Choose your assistants and freelancers carefully. Many people can do two or three things. And never, never, never give up control of the money. You might have an accountant or chief financial officer but the “checks” must all be signed by you. Too many businesses have been lost because someone the owner thought was trustworthy really wasn’t.
- Products don’t sell themselves. You HAVE to be a salesperson whether you want to or not. In fact, when asked what the most important skill they possessed, more than 75 percent of CEOs said it was the ability to sell. You need to sell yourself, your business and your products.
Don’t be the stereotypical car salesman! Instead, learn the skills you need to sell your products, online or in person, because your products won’t sell themselves and people won’t buy from a car salesman.
- Focus, focus, focus. Just like location is essential in Real Estate, focus is essential to new and existing businesses. You absolutely need focus to complete a project or you’ll be distracted by the next shiny object in your life. Distraction will mean you miss the important issues in your business and will probably miss your business fairly quickly after that.
- Waiting until you’re perfect, or perfectly ready. If you’ve reached perfection then you’ve waited far too long. Every business makes mistakes. You’ll never reach perfection so there is really no point in trying. EXCEPT that waiting for perfection often means you’re either afraid of starting or failure.
Small businesses have a way of making you face your fears, especially if you have any intention of being successful. Here’s something you may have heard before – YOU can do it.
You can face your fears. You can be successful.
The only thing standing in your way is . . . YOU.

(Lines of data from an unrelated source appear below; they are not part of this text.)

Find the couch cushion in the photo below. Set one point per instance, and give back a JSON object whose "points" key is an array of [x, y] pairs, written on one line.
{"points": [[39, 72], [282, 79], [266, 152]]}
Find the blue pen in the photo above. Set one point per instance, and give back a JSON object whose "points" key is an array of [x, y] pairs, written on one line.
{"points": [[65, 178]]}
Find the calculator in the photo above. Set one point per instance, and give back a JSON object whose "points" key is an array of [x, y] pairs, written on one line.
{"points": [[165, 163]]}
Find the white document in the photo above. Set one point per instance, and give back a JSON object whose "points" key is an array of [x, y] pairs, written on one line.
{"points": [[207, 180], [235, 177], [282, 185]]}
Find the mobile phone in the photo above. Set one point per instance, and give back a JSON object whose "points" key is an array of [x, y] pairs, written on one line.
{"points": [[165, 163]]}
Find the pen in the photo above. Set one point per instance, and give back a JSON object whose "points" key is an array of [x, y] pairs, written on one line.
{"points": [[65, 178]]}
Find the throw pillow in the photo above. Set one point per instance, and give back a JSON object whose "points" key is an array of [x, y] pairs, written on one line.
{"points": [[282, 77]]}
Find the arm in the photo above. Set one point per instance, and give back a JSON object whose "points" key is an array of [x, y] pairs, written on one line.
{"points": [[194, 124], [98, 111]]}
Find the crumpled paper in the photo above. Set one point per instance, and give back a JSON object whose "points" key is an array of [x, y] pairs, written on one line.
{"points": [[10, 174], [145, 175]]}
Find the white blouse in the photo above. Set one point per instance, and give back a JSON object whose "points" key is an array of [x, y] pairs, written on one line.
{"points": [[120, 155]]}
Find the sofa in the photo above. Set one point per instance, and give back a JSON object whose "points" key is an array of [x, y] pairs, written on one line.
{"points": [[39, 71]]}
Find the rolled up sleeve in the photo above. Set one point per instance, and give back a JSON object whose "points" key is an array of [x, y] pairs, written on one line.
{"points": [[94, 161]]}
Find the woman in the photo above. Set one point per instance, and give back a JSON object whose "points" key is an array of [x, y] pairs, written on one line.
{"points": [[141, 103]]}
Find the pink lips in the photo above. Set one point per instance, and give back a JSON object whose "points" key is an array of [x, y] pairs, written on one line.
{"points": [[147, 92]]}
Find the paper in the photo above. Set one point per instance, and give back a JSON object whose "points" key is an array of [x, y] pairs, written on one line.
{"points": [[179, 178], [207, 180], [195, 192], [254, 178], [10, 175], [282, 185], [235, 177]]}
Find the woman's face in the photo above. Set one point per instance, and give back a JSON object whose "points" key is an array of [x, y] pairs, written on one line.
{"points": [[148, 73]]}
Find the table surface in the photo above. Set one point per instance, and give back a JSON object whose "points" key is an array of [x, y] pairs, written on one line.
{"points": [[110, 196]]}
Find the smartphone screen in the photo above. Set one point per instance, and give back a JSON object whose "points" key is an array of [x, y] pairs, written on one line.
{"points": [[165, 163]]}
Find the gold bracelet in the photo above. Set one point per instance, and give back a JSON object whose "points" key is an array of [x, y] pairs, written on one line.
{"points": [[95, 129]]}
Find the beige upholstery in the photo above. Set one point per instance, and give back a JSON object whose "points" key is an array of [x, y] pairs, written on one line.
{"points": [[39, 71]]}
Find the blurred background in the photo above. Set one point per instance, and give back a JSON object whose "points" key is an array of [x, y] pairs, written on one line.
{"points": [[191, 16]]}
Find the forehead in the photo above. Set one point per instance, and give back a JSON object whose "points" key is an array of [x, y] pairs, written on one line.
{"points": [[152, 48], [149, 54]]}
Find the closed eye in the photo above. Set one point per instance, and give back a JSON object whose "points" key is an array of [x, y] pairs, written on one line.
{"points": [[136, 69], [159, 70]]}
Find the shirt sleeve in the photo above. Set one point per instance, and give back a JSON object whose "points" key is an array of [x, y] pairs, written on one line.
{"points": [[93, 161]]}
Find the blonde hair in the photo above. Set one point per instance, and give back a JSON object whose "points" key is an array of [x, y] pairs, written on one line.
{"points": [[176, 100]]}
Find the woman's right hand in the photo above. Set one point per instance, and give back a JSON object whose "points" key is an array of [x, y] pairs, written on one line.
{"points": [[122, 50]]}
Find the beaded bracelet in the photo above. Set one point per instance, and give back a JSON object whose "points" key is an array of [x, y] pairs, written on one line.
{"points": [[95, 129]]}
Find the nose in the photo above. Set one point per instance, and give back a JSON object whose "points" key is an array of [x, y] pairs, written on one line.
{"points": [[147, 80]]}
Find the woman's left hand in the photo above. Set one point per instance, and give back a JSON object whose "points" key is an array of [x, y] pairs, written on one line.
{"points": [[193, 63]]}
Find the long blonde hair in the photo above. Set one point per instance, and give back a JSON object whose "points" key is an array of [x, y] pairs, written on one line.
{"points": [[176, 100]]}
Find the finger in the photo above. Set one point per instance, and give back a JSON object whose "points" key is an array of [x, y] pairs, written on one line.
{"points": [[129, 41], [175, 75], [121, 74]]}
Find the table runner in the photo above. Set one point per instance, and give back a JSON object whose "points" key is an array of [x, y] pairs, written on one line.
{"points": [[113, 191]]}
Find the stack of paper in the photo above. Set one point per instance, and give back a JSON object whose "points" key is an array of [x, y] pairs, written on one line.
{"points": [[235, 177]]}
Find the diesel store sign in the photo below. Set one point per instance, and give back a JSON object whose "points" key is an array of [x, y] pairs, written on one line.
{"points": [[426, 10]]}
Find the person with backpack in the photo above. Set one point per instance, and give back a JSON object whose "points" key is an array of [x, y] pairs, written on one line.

We are all born with specific skills, talents, advantages and disadvantages. It’s how you use those factors that determine whether you’ll experience the success you’re aiming at. Don’t let anyone tell you otherwise.
You have the abilities you need or can hire the people who can do what you don’t know how. If you don’t know how to build professional websites, don’t spend months learning. Hire it done and then get a better one later.
If you want a small business, then go out and GET IT!